10.4 - Some Examples

Exampe 10-4: Cement Data Section

Concrete cement

Let's take a look at a few more examples to see how the best subsets and stepwise regression procedures assist us in identifying a final regression model.

Let's return one more time to the cement data example (Cement data set).

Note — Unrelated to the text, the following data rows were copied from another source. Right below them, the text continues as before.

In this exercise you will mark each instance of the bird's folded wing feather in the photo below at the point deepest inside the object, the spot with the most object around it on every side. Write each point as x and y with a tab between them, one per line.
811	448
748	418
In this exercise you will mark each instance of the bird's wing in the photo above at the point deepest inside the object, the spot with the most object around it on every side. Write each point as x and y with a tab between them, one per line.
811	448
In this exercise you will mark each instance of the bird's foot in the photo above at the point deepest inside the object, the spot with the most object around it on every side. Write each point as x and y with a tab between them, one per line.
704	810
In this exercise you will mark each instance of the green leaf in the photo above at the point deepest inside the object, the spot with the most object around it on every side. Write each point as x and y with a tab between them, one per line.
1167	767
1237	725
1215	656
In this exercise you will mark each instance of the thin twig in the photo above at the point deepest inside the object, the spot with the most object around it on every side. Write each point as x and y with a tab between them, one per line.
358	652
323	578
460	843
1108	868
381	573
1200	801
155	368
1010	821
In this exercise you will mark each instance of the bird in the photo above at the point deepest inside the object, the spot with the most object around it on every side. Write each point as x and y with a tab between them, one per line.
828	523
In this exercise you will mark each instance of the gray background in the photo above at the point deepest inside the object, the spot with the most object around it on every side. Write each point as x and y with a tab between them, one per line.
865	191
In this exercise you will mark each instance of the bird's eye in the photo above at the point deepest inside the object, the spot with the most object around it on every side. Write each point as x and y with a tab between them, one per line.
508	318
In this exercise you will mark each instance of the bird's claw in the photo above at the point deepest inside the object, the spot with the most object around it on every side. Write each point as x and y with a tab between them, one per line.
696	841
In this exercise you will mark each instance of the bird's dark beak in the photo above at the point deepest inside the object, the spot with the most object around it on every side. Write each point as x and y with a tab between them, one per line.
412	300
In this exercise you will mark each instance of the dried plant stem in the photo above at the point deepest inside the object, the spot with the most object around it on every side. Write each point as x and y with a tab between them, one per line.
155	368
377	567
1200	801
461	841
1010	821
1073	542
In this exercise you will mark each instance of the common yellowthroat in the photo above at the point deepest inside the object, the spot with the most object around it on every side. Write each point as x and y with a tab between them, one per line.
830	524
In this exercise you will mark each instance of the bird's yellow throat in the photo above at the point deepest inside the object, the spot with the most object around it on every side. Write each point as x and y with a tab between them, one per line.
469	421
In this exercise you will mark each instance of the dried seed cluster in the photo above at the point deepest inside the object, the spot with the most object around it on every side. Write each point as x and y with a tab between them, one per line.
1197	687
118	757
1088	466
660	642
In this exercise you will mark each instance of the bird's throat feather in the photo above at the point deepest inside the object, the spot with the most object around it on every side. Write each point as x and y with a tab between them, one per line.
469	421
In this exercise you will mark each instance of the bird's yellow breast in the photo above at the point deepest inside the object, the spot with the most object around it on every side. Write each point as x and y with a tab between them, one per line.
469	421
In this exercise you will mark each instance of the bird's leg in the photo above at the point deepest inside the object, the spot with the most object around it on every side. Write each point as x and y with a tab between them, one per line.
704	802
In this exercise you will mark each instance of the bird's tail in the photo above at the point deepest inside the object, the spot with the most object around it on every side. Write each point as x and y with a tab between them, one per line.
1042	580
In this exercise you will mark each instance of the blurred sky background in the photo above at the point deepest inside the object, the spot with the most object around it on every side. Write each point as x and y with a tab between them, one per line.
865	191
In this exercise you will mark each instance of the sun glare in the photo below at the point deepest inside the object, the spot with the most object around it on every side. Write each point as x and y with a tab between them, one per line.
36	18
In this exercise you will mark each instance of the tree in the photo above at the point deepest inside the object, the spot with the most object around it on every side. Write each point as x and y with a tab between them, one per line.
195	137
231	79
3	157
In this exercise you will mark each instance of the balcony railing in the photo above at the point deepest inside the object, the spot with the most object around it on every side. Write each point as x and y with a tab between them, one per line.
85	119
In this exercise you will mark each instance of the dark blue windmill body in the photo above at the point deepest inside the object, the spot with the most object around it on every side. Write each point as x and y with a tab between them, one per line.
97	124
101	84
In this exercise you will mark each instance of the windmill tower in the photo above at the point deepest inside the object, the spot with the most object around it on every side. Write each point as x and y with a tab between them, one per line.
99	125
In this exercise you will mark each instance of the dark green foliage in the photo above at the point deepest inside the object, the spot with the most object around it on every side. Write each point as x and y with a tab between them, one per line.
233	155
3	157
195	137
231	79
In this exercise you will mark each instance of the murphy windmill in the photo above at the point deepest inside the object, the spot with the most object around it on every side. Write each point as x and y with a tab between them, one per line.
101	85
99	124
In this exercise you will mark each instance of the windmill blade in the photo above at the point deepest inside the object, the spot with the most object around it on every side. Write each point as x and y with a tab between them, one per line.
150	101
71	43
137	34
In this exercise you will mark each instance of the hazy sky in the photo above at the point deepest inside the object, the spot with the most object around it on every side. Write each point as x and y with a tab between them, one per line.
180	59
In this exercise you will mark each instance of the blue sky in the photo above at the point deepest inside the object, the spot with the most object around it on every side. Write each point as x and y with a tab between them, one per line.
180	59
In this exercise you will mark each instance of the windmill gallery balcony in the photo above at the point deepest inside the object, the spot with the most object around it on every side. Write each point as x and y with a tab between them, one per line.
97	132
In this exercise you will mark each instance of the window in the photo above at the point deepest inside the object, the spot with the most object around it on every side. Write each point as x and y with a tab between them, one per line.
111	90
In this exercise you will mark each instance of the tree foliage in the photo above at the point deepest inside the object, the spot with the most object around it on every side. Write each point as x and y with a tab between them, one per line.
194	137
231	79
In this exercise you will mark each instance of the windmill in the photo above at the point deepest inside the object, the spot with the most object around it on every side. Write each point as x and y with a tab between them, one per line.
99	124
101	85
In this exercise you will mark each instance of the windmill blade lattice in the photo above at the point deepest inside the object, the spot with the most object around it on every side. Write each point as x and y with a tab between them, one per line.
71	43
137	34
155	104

Recall that the stepwise regression procedure:

Stepwise Selection of Terms
Candidate terms: x1, x2, x3, x4

Terms -----Step 1----- -----Step 2----- -----Step 3----- -----Step 4-----
Coef P Coef P Coef P Coef P
Constant 117.57   103.10   71.6   52.58  
x4 -0.738 0.001 -0.6140 0.000 -0.237 0.205    
x1     1.440 0.000 1.452 0.000 1.468 0.000
x2         0.416 0.052 0.6623 0.000
 
S   8.96390   2.73427   2.30874   2.40634
R-sq   67.45%   97.25%   98.23%   97.44%
R-sq(adj)   64.50%   96.70%   97.64%   97.44%
R-sq(pred)   56.03%   95.54%   96.86%   96.54%
Mallows' Cp   138.73   5.50   3.02   2.68

\(\alpha\) to enter =0.15, \(\alpha\) to remove 0.15

yielded the final stepwise model with y as the response and \(x_1\) and \(x_2\) as predictors.

The best subsets regression procedure:

Best Subsets Regressions: y versus x1, x2, x3, x4

Response is y

Vars R-Sq R-Sq
(adj)
R-Sq
(pred)
Mallows
Cp
S x x x x
1 2 3 4
1 67.5 64.5 56.0 138.7 8.9639       X
1 66.6 63.6 55.7 142.5 9.0771   X    
2 97.9 97.4 96.5 2.7 2.4063 X X    
2 97.2 96.7 95.5 5.5 2.7343 X     X
3 98.2 97.6 96.9 3.0 2.3087 X X   X
3 98.2 97.6 96.7 3.0 2.3121 X X X  
4 98.2 97.4 95.9 5.0 2.4460 X X X X

yields various models depending on the different criteria:

  • Based on the \(R^{2} \text{-value}\) criterion, the "best" model is the model with the two predictors \(x_1\) and \(x_2\).
  • Based on the adjusted \(R^{2} \text{-value}\) and MSE criteria, the "best" model is the model with the three predictors \(x_1\), \(x_2\), and \(x_4\).
  • Based on the \(C_p\) criterion, there are three possible "best" models — the model containing \(x_1\) and \(x_2\); the model containing \(x_1\), \(x_2\) and \(x_3\); and the model containing \(x_1\), \(x_2\) and \(x_4\).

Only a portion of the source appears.